Why Sarma is whipping up talk of ‘demography’
From a state Congress leader who was extremely critical of Narendra Modi-led BJP in 2014 and had invoked the Gujarat riots of 2002, to now relentlessly polarising speech stoking fear of the rising population of ‘Miya’ community on behalf of his new party, Sarma has, indeed, come a long way.
In a state where there was a six-year-long anti-foreigner (read Bangladeshi) agitation, the issue of demographic change remains an emotional hot-button for the majority Hindu Assamese community. This continues to get reflected even now, in election results. The agitation in the 1980s that had led to the birth of Assam Accord in 1985 is also the reason why thousands of people, inspite of voting for the BJP in the 2016 polls, had hit the streets of the state when the Modi government had brought in the Citizenship Amendment Act (CAA) in 2019. CAA violated the core clause of that Accord which had set the citizenship date for the state in March 1971, the time East Pakistan became a new nation.
Unlike the Accord, the Modi government made a distinction between Hindu and Muslim foreigners residing in Assam, which is a sore point amongst large sections of Assamese, who are anxious about Axomiya identity, a regional sentiment, hinged on the fear of losing their home, hearth and language to ‘outsiders’ from Bangladesh, both Hindus or Muslims. As per CAA, the citizenship cut-off date is now 2014. The Modi government’s decision is backed by his party’s ideological fount, the Rashtriya Swayamsevak Sangh (RSS), an organisation whose blessings Sarma certainly needs to keep his seat safe in the state.
No wonder then, just two days ago, Sarma had to announce in Guwahati that CAA is now being implemented in Assam, and therefore, the Foreigners’ Tribunals functioning in the state have been directed to register cases only against Muslims suspected to be Bangladeshis crossing over to Assam illegally.

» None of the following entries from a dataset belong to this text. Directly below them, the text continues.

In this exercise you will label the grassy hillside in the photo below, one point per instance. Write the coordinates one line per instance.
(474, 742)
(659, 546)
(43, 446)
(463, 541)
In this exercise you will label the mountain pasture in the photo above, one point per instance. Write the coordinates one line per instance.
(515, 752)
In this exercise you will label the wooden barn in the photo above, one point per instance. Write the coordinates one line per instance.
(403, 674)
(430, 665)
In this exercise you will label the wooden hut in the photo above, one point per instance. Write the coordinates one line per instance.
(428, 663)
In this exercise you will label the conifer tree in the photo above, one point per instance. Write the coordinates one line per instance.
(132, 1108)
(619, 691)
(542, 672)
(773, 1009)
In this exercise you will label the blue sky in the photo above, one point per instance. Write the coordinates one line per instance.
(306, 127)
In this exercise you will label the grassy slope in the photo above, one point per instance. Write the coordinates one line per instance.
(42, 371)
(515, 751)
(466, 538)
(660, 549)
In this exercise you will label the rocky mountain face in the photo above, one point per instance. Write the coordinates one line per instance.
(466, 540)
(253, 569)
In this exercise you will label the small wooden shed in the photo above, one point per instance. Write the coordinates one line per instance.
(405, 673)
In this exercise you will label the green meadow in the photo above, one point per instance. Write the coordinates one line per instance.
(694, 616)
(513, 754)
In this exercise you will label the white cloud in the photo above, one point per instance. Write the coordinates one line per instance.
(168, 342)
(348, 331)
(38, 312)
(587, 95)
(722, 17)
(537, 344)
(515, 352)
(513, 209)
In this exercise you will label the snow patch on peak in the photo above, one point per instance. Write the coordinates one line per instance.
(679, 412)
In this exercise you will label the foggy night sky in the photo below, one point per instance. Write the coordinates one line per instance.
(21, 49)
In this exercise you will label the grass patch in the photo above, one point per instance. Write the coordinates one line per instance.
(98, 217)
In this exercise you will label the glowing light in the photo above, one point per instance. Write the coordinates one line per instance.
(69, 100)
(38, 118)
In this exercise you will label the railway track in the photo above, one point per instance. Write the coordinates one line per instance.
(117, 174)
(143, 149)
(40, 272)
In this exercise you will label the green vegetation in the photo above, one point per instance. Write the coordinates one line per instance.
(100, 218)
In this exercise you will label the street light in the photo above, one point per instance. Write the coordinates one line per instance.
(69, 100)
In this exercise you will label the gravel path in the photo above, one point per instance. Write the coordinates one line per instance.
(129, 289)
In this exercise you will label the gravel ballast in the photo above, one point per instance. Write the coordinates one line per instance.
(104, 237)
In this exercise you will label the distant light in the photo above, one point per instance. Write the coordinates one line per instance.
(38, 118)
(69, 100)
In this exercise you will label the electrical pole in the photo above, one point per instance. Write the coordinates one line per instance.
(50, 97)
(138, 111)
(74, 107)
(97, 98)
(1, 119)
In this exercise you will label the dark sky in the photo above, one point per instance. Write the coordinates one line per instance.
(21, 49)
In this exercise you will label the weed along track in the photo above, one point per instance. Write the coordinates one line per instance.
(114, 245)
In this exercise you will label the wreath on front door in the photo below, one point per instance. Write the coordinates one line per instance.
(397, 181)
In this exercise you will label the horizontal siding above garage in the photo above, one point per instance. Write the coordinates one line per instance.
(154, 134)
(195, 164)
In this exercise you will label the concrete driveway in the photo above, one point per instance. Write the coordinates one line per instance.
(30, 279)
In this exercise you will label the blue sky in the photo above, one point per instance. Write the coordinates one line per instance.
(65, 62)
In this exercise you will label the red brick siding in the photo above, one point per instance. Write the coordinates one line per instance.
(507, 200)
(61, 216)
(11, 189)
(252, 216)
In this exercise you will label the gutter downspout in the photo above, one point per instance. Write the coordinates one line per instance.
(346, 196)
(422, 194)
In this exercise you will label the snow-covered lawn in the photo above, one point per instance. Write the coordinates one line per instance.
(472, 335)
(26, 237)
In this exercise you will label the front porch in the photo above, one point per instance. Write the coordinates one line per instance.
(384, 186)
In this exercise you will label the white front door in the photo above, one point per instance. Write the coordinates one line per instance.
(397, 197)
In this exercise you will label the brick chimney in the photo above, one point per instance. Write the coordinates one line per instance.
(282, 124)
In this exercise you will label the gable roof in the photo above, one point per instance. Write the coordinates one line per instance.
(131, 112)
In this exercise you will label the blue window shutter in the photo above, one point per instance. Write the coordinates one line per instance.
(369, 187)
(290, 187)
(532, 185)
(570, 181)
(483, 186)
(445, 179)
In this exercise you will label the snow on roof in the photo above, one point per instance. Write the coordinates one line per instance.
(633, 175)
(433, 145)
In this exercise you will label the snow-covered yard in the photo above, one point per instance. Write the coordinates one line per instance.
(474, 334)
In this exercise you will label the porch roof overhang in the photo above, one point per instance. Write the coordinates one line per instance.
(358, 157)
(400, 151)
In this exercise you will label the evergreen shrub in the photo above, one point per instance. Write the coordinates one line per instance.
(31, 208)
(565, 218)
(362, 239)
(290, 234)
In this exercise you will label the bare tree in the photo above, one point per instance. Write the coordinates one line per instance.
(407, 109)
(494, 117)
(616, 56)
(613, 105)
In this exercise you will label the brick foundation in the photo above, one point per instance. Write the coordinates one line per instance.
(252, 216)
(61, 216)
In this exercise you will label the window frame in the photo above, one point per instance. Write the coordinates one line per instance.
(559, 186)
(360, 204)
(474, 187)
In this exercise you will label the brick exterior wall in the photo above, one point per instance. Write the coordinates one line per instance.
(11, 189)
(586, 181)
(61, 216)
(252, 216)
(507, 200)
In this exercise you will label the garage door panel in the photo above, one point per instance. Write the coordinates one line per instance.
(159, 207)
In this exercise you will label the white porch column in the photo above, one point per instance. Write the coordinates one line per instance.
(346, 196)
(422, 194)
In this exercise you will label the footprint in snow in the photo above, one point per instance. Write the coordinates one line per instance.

He said that no case must be made against Hindu Bangladeshis who had entered the state before 2014. That proved to be an announcement that has people bristling. It is clear that the issue is already gaining momentum in the state.
Sarma felt that he must, therefore, act quickly.
A need to somehow whip up, successfully, the fear of the ‘Muslim Bangladeshi’ amongst the Assamese voters by quoting dubious numbers, pushed as ‘data’, even though his own government’s committee, set up for the rights of indigenous Muslims in 2022, had highlighted in its report that poverty and illiteracy have been the major reasons behind rise of population among Muslims of East Bengal origin in Assam.
But with Assam set for elections in less than two years, the atmosphere is set to be vitiated by statements intended to make voters emotional, to deflect from incumbency issues in the state and the Centre, both ruled by the same party, the BJP. Going by the general election results in the state, the situation of unemployment and price rise, and visible restlessness for political change across the length and breadth of Assam, it is not going to be easy for chief minister Sarma and his party’s bosses in Delhi to repeat the win of 2021 in the 2026 polls.
More than being about Assam’s future, it is now “a matter of life or death” for Sarma’s political future.